Impact of Tax and Trading Cost Changes
The increase in Securities Transaction Tax (STT) on futures and options influenced intraday market movement. Higher trading costs led to profit booking and sharper volatility, especially in derivatives-linked stocks.
Market Volatility and Stock-Specific Moves
Equity benchmarks turned volatile on Budget Day, moving between gains and losses before closing lower. Some stocks showed resilience despite broader market weakness, while others faced selling pressure. The response remained stock- and sector-specific rather than broad-based.
Overall Market Takeaway
Union Budget 2026 pointed to a balance between fiscal discipline and public investment-led growth. Stock market behaviour suggested that participants weighed short-term tax changes against longer-term structural priorities, resulting in selective movement across sectors instead of a uniform market trend.
Frequently Asked Questions on Union Budget 2026
The Union Budget 2026 sets out the government’s plan for spending, income, and policy priorities for the financial year 2026–27. It includes details on taxes, capital expenditure, fiscal deficit targets, and sector-wise allocations.
Budget 2026 increased public capital expenditure to ₹12.2 lakh cr., with a focus on manufacturing, infrastructure, healthcare, and technology-led sectors. The Budget set a fiscal deficit target of 4.3% of GDP for FY27 and announced changes to Securities Transaction Tax on derivatives.
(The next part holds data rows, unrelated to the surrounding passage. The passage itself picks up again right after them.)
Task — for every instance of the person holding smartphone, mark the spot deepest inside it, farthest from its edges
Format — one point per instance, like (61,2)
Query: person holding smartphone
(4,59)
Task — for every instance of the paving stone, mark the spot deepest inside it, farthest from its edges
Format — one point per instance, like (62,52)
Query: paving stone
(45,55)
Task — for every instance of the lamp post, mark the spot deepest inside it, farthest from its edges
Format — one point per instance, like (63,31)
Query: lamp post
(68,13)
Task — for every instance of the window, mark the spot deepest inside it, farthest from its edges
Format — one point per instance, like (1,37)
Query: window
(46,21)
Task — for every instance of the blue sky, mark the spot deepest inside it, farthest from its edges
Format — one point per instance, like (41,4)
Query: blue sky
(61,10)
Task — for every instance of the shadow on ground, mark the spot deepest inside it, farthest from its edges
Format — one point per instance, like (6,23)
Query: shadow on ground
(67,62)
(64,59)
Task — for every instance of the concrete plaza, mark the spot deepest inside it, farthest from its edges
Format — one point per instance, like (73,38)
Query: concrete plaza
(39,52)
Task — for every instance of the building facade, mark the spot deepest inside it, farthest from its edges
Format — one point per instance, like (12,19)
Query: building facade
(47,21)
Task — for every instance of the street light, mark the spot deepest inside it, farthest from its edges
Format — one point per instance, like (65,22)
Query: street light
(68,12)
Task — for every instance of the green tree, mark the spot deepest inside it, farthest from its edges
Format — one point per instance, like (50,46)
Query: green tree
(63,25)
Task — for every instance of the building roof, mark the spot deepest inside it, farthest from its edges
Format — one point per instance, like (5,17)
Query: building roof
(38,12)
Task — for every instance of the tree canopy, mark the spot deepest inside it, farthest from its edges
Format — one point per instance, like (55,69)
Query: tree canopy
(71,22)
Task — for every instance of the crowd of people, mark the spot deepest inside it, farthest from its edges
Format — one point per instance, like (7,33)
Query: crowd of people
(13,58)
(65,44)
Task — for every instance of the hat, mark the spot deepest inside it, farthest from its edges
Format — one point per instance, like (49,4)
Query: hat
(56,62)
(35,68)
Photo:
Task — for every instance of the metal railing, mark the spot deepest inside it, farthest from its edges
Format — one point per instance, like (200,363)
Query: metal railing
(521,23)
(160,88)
Budget 2026 led to high volatility in the stock market on the day of the announcement. Some sectors benefited from higher government spending, while others faced pressure due to tax-related changes. Market movements reflected short-term reactions to policy announcements rather than long-term trends.
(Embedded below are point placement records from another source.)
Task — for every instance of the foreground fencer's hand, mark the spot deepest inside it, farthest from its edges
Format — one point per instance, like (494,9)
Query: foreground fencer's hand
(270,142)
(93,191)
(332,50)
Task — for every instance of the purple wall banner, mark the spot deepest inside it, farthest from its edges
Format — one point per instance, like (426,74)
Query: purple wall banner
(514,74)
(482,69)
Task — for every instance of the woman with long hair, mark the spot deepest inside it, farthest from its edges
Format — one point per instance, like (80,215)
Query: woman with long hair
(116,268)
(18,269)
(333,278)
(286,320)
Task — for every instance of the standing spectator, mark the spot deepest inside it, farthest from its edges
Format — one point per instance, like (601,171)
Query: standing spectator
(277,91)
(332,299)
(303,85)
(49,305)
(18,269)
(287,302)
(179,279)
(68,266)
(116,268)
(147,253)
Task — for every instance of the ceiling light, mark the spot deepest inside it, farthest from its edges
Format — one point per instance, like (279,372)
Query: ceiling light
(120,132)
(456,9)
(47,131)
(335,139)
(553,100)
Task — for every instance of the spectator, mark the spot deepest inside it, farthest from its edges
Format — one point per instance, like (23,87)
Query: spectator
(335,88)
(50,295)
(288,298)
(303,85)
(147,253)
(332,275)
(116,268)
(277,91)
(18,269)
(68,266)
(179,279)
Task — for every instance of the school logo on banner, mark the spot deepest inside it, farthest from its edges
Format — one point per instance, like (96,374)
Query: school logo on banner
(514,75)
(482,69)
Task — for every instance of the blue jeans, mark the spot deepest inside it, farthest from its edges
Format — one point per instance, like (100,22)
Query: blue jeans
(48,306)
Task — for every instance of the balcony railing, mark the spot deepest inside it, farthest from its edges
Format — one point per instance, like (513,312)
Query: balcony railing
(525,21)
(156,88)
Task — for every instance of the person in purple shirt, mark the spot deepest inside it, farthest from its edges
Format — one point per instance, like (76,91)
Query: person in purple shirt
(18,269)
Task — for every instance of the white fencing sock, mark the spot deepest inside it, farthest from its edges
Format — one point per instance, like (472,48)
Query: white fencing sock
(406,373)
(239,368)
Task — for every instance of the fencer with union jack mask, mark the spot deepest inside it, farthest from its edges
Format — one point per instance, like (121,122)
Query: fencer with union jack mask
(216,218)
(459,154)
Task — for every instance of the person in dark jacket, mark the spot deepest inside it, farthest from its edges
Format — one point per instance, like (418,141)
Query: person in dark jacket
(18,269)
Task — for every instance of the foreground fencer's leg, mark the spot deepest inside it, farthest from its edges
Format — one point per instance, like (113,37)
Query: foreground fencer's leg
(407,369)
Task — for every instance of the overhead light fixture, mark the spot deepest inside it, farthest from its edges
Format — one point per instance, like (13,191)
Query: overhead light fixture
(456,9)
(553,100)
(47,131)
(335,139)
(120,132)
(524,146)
The market reacted sharply to Budget announcements such as changes in Securities Transaction Tax, sector-specific allocations, and fiscal targets. These factors influenced trading costs, earnings visibility, and short-term sentiment.
Healthcare, pharmaceuticals, and select IT stocks showed relative stability. These sectors benefited from policy continuity, public spending support, or lower sensitivity to derivatives-related changes.
Disclaimer: Please note that this is for educational purposes only, and is not recommendatory. Please do your own research or consult your financial advisor before investing.
Sectors with higher derivatives activity, metals, select financials, and FMCG stocks faced selling pressure during the session, partly due to higher transaction costs and valuation concerns.